D-values across vignette and no-vignette groups without (1A) and with (1B) gender consideration. (1A) Violin plots indicating mean (hashed lines) and distribution for vignette (left violin) compared to no-vignette group (right violin). (1B) Female data points on left, male data points on right, solid line indicates vignette group. * = P < .05.
Considering Gender
Here we consider only females (n = 93) and males (n = 23), due to the low number of individuals in the other categories (n = 7). Note that an ANOVA that included income as an additional factor was not possible due to underrepresentation in 1 of the sub-groups (n = 1 in males, middle SES, vignette group). In the gender-by-group ANOVA (Figure 1B), there was no main effect of gender (F(1) = 2.722, P = .10, η2 = 0.02) or group (F(1) = 0.012, P = .91, η2 = 0.00), and only a borderline interaction (F(1,1) = 3.352, P = .07, η2 = 0.03). Further analysis revealed that vignette females (n = 53, mean = −0.66, SD = 0.45) scored with less bias (t(91), 1-tailed = 2.205, P = .02, η2 = 0.46) than no-vignette females (n = 40, mean = −0.86, SD = 0.39). The same was not true for males (Mann-Whitney, 1-tailed = 41.00, P = .92, rank biserial correlation = −0.32); where vignette males (n = 8, mean = −1.02, SD = 0.38) showed more bias than no-vignette males (n = 15, mean = −0.84, SD = 0.38). Altogether, female vignette readers had less bias than no-vignette readers, but there was no difference in males.
Direct Measures: Explicit Bias Questions
No Consideration of Gender
Preference
When considering all participants regardless of gender (n = 123), there was no difference (Mann-Whitney, 1-tailed = 1959.000, P = .32, rank biserial correlation = 0.00) between the vignette (n = 67, mean = −0.58, SD = 0.78) and no-vignette group (n = 56, mean = −0.54, SD = 0.81) for preference (Figure 2A). Thus, the groups were equally biased toward preferring people without facial differences. One-sample t-tests indicated that both groups scored significantly different from neutral (Wilcoxon = 11.5, P < .01, matched rank biserial correlation = −0.95 and Wilcoxon = 8.0, P < .01, matched rank biserial correlation = −0.94, respectively). Thus, participants in both the vignette and no-vignette groups, regardless of gender, expressed preference for people without facial differences.

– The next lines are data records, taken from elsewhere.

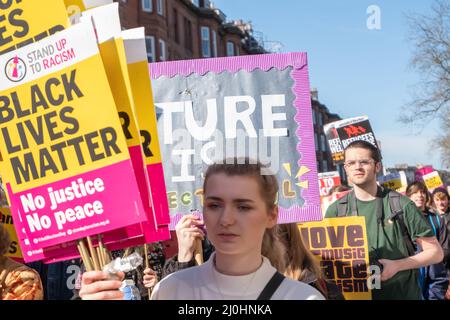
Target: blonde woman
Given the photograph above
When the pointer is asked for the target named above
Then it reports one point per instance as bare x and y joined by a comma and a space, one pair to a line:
239, 208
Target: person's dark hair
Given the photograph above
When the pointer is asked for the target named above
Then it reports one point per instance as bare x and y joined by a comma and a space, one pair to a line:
268, 184
416, 187
374, 152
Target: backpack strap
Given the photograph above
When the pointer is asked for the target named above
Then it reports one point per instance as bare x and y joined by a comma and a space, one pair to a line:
430, 218
271, 286
397, 215
344, 202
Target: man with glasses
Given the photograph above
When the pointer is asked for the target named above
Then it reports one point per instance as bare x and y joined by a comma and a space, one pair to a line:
388, 246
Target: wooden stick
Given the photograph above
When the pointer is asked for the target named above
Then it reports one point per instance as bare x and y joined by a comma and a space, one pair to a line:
102, 250
93, 254
107, 255
84, 255
198, 252
147, 265
100, 257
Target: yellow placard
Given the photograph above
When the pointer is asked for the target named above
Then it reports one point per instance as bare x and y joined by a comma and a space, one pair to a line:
26, 21
47, 120
136, 55
432, 180
393, 184
6, 219
340, 245
76, 7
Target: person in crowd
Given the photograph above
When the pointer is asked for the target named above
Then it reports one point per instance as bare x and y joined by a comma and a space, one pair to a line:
433, 278
239, 208
386, 228
300, 264
441, 206
17, 281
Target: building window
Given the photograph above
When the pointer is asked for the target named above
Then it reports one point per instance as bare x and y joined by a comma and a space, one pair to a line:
175, 25
160, 7
147, 5
150, 44
214, 43
206, 43
187, 34
323, 143
230, 49
162, 50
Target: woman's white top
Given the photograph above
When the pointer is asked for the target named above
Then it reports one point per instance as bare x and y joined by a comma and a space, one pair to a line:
204, 282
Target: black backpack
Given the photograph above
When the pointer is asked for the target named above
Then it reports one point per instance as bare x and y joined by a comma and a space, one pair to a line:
396, 213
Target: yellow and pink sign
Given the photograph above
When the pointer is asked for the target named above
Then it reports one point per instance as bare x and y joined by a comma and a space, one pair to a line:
65, 160
340, 245
20, 24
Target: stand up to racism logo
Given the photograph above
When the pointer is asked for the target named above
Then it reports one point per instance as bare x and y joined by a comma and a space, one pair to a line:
15, 69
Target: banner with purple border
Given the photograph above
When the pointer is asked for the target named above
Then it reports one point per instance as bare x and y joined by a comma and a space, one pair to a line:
256, 106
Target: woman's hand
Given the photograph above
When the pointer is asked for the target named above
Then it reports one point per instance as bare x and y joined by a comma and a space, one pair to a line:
98, 285
188, 232
150, 278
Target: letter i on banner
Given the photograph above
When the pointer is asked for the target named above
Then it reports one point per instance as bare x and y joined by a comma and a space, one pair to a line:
107, 23
26, 21
136, 52
64, 173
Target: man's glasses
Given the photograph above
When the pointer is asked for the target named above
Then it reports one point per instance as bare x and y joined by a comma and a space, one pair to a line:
362, 163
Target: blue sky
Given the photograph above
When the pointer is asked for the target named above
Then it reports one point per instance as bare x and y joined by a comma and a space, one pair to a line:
357, 71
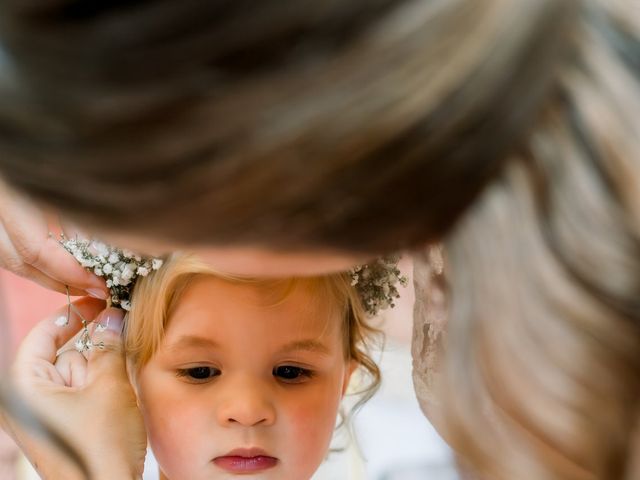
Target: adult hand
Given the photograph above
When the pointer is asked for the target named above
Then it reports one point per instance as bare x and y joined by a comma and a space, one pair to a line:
97, 415
27, 249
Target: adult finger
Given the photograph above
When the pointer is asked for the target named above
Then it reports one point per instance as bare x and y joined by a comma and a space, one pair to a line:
107, 356
48, 336
11, 260
72, 366
26, 227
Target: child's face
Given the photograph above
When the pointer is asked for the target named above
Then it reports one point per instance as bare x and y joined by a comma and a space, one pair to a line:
242, 387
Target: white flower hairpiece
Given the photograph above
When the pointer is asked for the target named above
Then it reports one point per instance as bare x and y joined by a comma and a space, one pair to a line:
119, 267
376, 283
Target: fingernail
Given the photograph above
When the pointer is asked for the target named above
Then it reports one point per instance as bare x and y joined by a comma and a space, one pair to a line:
97, 293
112, 319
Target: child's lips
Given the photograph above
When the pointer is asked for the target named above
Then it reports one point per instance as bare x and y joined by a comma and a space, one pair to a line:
245, 460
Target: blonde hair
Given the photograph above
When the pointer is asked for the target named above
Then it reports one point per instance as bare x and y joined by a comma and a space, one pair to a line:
157, 295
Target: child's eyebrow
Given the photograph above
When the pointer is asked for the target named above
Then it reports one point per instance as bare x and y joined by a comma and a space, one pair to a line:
192, 341
309, 345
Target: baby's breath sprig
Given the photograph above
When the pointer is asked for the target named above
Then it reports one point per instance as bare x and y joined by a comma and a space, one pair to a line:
119, 267
376, 283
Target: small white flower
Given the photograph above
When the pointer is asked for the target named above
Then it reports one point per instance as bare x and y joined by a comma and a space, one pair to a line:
101, 249
144, 271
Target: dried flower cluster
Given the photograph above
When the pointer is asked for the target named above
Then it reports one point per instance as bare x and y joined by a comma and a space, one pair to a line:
376, 283
119, 267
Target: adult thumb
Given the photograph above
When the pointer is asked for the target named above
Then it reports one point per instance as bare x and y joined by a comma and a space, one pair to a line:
107, 354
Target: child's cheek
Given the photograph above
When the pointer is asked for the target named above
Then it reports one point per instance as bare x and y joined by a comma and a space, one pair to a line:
172, 425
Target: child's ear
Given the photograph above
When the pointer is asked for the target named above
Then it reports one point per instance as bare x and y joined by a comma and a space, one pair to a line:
351, 367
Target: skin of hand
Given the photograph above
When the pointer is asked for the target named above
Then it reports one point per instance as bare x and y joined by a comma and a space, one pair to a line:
27, 249
96, 413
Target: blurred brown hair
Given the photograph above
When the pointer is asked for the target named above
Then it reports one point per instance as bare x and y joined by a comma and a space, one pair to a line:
542, 374
371, 125
361, 125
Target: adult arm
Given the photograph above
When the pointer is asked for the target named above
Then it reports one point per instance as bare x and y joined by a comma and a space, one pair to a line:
99, 419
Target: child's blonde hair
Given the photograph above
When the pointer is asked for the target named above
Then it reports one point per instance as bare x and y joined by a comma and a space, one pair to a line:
156, 296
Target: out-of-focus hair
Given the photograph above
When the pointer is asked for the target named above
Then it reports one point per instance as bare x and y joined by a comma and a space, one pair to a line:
362, 125
370, 125
542, 375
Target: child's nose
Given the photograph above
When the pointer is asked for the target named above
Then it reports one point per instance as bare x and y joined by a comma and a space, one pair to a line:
247, 403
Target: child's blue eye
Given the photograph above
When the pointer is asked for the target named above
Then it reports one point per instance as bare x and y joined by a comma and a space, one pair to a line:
199, 373
291, 374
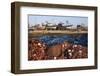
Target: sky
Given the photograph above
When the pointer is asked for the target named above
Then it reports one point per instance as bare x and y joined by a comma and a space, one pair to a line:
74, 20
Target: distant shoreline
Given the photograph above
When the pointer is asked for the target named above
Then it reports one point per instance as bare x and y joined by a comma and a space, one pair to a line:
58, 32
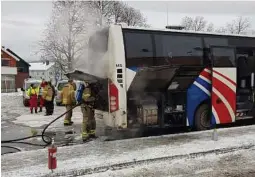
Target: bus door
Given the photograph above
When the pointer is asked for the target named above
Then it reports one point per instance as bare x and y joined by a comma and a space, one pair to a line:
224, 81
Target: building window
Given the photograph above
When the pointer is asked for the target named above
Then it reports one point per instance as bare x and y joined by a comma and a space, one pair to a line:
178, 50
20, 69
138, 48
6, 62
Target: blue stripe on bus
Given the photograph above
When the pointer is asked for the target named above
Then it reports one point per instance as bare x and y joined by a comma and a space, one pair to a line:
134, 68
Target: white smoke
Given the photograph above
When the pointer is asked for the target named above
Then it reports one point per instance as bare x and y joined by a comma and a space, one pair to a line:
92, 58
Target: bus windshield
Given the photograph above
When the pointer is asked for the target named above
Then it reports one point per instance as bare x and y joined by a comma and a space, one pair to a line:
29, 84
61, 85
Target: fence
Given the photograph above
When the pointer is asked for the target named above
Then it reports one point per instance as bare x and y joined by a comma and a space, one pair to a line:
7, 84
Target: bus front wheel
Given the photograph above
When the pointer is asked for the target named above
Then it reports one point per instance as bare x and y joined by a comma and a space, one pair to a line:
203, 118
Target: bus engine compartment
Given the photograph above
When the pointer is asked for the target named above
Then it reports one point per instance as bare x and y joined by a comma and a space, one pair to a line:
157, 95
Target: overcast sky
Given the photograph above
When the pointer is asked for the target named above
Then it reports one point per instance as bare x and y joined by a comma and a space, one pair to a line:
24, 22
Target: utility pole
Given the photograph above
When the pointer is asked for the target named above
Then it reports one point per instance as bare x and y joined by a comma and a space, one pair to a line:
167, 13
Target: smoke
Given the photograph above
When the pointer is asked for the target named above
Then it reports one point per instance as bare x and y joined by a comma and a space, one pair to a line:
93, 57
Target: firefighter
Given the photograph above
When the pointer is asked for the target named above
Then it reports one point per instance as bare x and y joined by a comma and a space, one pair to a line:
87, 108
42, 85
51, 104
33, 94
68, 99
47, 96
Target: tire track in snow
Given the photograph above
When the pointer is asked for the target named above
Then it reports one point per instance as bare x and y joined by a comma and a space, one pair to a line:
124, 165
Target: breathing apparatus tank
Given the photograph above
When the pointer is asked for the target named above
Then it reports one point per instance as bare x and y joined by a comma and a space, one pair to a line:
79, 92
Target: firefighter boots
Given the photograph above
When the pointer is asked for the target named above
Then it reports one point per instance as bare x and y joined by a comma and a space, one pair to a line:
92, 134
85, 136
68, 123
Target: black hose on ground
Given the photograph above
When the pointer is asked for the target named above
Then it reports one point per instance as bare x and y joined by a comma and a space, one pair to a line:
42, 135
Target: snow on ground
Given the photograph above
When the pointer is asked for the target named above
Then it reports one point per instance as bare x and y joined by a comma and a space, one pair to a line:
38, 120
98, 154
238, 163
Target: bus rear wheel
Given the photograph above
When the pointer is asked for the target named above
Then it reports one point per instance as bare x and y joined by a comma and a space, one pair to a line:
203, 118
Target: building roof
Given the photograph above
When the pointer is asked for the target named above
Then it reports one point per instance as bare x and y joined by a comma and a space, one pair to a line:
9, 53
9, 50
40, 66
188, 31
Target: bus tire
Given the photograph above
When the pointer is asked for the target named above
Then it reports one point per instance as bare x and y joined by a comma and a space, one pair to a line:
203, 118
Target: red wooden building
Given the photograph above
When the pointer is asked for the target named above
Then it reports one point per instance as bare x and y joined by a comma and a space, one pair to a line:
13, 70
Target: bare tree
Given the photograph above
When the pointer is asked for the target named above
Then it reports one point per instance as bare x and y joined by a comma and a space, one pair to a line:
117, 11
197, 24
221, 30
239, 25
65, 35
187, 23
210, 27
104, 9
132, 17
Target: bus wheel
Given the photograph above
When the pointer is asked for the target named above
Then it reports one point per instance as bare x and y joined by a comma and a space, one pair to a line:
203, 118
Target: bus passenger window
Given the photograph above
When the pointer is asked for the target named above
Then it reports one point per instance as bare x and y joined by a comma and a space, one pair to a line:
178, 50
223, 57
138, 49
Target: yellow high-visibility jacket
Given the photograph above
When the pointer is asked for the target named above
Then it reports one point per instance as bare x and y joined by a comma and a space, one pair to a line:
47, 93
68, 95
87, 96
32, 91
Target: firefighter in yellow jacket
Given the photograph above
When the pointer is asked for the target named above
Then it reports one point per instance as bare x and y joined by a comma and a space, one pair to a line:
68, 99
89, 122
47, 96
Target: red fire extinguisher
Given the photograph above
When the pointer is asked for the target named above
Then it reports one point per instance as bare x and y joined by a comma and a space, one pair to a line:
52, 159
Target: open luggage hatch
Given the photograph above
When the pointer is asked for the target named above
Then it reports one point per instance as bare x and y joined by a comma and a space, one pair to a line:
159, 79
79, 75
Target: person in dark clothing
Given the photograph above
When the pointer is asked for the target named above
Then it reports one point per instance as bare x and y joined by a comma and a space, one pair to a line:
46, 101
51, 103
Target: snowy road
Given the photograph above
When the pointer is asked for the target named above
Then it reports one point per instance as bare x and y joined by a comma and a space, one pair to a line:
16, 121
179, 155
186, 154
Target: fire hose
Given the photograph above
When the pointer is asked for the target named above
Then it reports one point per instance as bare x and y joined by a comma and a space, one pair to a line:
43, 136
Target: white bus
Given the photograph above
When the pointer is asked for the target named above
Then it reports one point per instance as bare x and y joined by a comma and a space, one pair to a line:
165, 78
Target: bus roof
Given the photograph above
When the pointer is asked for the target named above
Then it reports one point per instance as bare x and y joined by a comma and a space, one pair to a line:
188, 31
31, 80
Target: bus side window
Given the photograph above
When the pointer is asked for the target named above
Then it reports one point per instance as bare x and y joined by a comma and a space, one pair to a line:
178, 49
138, 49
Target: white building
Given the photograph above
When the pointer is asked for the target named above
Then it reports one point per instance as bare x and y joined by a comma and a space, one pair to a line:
43, 70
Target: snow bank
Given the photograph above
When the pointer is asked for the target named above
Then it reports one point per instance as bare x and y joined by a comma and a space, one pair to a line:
38, 120
12, 94
97, 154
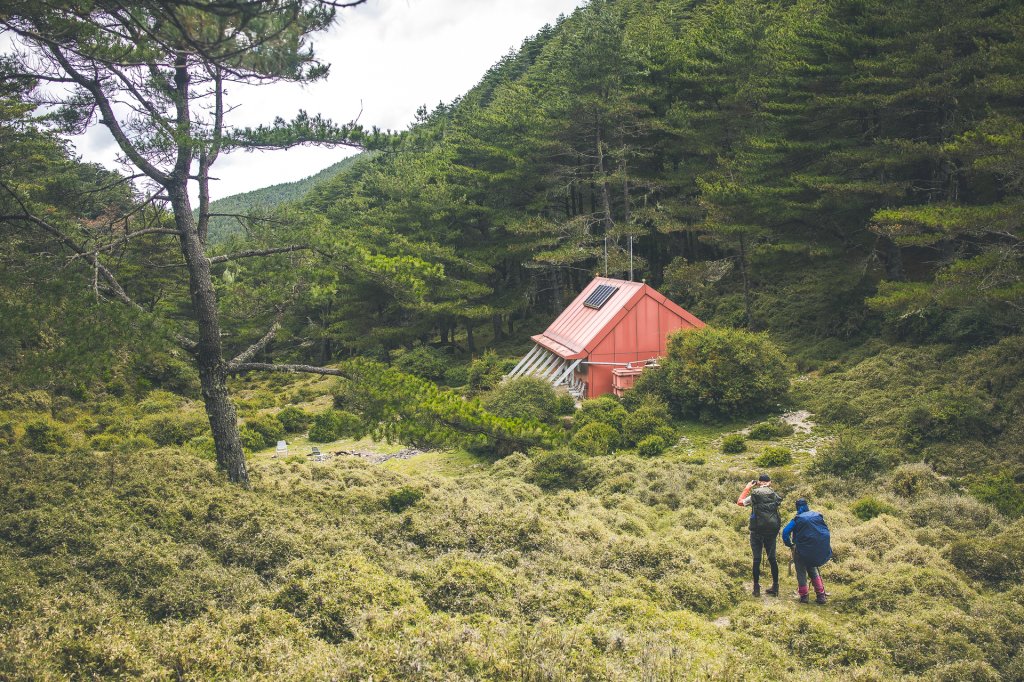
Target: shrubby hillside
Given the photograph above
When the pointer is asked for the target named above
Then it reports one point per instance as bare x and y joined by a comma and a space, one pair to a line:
834, 186
122, 559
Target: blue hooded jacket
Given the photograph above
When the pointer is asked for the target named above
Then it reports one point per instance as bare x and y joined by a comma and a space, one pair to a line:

Directly measured bias between vignette (solid bars) and no-vignette (striped bars) groups. Positive values indicate preference for (Panel A), warmth for (Panel B), positive attribute association with (controlled (Panel C) and uncontrolled (Panel D)) people with facial differences. * = within-group difference from zero (P < .05). ** = between-group difference (P <.05).
Warmth
As illustrated in Figure 2B, there was a significant difference (Mann-Whitney, 1-tailed = 1572.00, P = .04, rank biserial correlation = −0.16) between the groups for warmth. Vignette participants reported warmer feelings toward people with facial differences than people without (mean = 0.18, SD = 1.25), while no-vignette participants reported warmer feelings toward people without facial differences (mean = −0.20, SD = 1.29). Although neither group's ratings were significantly different from zero (P = .08, matched rank biserial correlation = 0.32 and .09 matched rank biserial correlation = −0.36, respectively), vignette participants reported more warmth toward people with facial differences than no-vignette participants.
Controlled Attribute Association
As illustrated in Figure 2C, there was no difference (Mann-Whitney = 1747.5, P = .26, rank biserial correlation = −0.07) between vignette (mean = −0.08, SD = 0.64) and no-vignette participants (mean = −0.12, SD = 0.65) participants for the controlled measure of association of positive attributes with facial differences, and both groups’ scores were neutral (P = .29, matched rank biserial correlation = −0.09 and .09, matched rank biserial correlation = −0.18, respectively). When methodological control was in place, all participants associated neither positive nor negative attributes with facial differences.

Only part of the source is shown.